Tags such as <xsl:template> and <xsl:value of> are examples of the XSLT component of XSL. The element <xsl:template> is fairly self-explanatory: its content describes how the XML code is to be represented in XHTML. As always in XML, it is all about nesting tags. For example, this template says that below the page heading, the body of the page should include a table that has two columns, one for the 'Entry' or dictionary term and one for the term's 'Definition.' Because all of the information is already recorded and encoded in the XML document, it is only necessary to direct the browser to it; it does not need to be written out again here. Thus, the code states that the content for the table is a template that pulls out all the information from the <record> tag in the XML file (<xsl:apply-templates select="record"/>).

Then, however, the coder must further specify what the "record" template is supposed to include. The attribute 'match' indicates which tag the template refers to: here again, the template to be nested within the main page is <xsl:template match="record">. For this page, I only wanted to list the 'B' terms, so the code indicates that, out of all the records in the XML file, for this particular template, it should only show those whose <mainword> entry begins with the letter 'B': <xsl:if test-"starts-with(mainword 'B')">. Then, for each record that meets this criterion, the browser should pull the "mainword" entry and the "definition" entry and format them in a table:

<td><xsl:value-of select="mainword"/></td>
<td><xsl:value-of select="definition"/></td>

The way that the information is written in the <xsl:> tags illustrates XPath expressions. For example, the first line of code, after attaching the XML file and giving the XSL declaration, is <xsl:template name="BPage" match="/dictionary">. The backslash before 'dictionary' tells the browser that in this template, everything is going to be specified from, or follow, the root element 'dictionary.' This is an example of an absolute path. If there is no backslash, as in the tag <xsl:template match="record">, it is a relative path, and it says, basically, that this template starts at the node with this name (i.e. "record"), not at the root of the document. In this way, XPath expressions tell the browser where to find information: they follow the hierarchy of the XML document (as laid out in the DTD) and map a "path" based on how the elements are nested and arranged.
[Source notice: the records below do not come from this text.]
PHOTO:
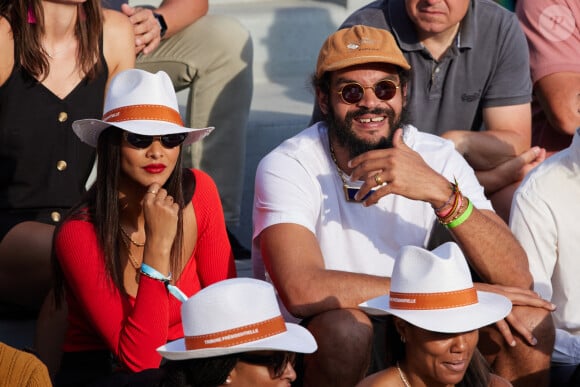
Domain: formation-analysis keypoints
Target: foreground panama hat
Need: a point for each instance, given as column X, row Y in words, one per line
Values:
column 139, row 102
column 434, row 291
column 232, row 316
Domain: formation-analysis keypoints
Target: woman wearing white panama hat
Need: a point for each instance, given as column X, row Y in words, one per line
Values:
column 434, row 316
column 235, row 336
column 145, row 226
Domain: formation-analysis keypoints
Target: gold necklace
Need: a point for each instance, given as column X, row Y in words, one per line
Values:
column 138, row 244
column 402, row 375
column 348, row 195
column 136, row 265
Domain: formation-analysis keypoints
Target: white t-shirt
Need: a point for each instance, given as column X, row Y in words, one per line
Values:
column 544, row 218
column 298, row 183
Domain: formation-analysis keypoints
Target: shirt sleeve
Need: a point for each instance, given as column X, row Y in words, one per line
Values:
column 510, row 82
column 131, row 332
column 284, row 193
column 553, row 35
column 566, row 348
column 215, row 261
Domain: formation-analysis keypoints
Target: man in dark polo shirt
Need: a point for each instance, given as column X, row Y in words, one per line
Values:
column 470, row 83
column 211, row 56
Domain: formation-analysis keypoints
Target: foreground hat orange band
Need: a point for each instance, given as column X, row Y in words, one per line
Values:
column 418, row 301
column 238, row 335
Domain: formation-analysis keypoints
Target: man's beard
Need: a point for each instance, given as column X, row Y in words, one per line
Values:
column 342, row 129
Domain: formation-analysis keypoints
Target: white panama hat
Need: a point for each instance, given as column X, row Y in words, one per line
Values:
column 434, row 291
column 139, row 102
column 233, row 316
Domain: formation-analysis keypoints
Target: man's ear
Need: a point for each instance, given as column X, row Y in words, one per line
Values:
column 323, row 100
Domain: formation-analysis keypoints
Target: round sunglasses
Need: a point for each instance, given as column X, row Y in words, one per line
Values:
column 142, row 141
column 276, row 361
column 353, row 92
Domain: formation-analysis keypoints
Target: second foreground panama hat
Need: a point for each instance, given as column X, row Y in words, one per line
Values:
column 139, row 102
column 233, row 316
column 434, row 291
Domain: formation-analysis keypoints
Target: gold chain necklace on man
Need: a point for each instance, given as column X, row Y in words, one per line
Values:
column 126, row 234
column 340, row 174
column 403, row 377
column 136, row 265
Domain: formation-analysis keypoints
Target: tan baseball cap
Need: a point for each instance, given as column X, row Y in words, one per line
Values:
column 358, row 45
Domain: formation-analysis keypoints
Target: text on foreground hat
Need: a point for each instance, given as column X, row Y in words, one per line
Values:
column 359, row 45
column 139, row 102
column 233, row 316
column 434, row 291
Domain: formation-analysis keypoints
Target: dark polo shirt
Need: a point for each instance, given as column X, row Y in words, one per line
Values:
column 487, row 66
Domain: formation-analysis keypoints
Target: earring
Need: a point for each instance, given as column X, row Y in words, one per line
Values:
column 31, row 17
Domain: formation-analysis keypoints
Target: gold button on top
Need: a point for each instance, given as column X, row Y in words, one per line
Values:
column 55, row 216
column 61, row 165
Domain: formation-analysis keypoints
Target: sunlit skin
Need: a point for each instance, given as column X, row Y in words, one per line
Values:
column 251, row 375
column 433, row 17
column 144, row 171
column 435, row 359
column 143, row 167
column 368, row 127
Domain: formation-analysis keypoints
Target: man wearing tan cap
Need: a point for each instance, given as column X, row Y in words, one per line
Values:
column 335, row 203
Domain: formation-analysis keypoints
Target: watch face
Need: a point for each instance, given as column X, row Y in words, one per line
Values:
column 161, row 22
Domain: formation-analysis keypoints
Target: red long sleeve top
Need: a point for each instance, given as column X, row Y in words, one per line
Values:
column 100, row 317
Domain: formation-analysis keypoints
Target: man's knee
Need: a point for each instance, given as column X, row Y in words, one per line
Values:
column 522, row 363
column 342, row 327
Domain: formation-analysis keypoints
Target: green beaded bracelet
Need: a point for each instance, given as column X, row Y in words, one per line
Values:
column 463, row 217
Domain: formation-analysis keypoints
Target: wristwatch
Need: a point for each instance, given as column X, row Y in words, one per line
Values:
column 162, row 23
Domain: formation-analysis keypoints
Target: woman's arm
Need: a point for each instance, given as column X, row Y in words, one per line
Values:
column 213, row 251
column 131, row 331
column 6, row 50
column 118, row 42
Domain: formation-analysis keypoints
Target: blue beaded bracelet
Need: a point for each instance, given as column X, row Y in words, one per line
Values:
column 152, row 273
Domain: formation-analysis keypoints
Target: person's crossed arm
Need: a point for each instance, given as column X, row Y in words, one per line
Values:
column 177, row 14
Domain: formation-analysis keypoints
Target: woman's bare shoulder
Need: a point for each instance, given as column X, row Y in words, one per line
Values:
column 388, row 377
column 498, row 381
column 118, row 41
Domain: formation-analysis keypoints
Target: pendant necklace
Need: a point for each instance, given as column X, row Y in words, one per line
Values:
column 403, row 377
column 58, row 52
column 126, row 234
column 340, row 174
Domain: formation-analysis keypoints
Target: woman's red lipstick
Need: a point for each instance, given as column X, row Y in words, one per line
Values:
column 155, row 168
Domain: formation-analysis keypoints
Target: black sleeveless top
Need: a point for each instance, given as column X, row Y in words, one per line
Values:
column 43, row 164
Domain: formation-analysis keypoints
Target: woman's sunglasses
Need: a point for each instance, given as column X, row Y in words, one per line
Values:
column 142, row 141
column 353, row 92
column 276, row 362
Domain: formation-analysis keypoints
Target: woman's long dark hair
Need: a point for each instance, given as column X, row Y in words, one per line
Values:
column 101, row 207
column 203, row 372
column 28, row 50
column 478, row 371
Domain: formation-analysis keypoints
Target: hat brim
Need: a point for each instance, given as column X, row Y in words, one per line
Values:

The analytical elements will essentially serve as index terms, and the homepage will contain a menu from which users can choose part of speech, courtship stage, literary example, etc. For example, if a user chooses 'wooing' from the courtship stage menu, he will be taken to a list of linked terms that fall into that category. From there, they can navigate to each of the terms. Additionally, the homepage will contain links to the interpretive essays about the dictionary and the project. Any term from the DOL that appears in the essays will be linked so that users can select it and see the entry.

Although my website at present is very basic, more detailed XSLTs, and later CSS, can be used to create stylistically sophisticated pages that focus as much on design as they do on content. I am still in the process of deciding how to present the analytical content of the XML document, such as the textual variations, parts of speech and literary examples. In the coming months, I will experiment with various fonts, page layouts, graphics and other web-design features to create a web resource that I hope provides useful material in an engaging and dynamic fashion.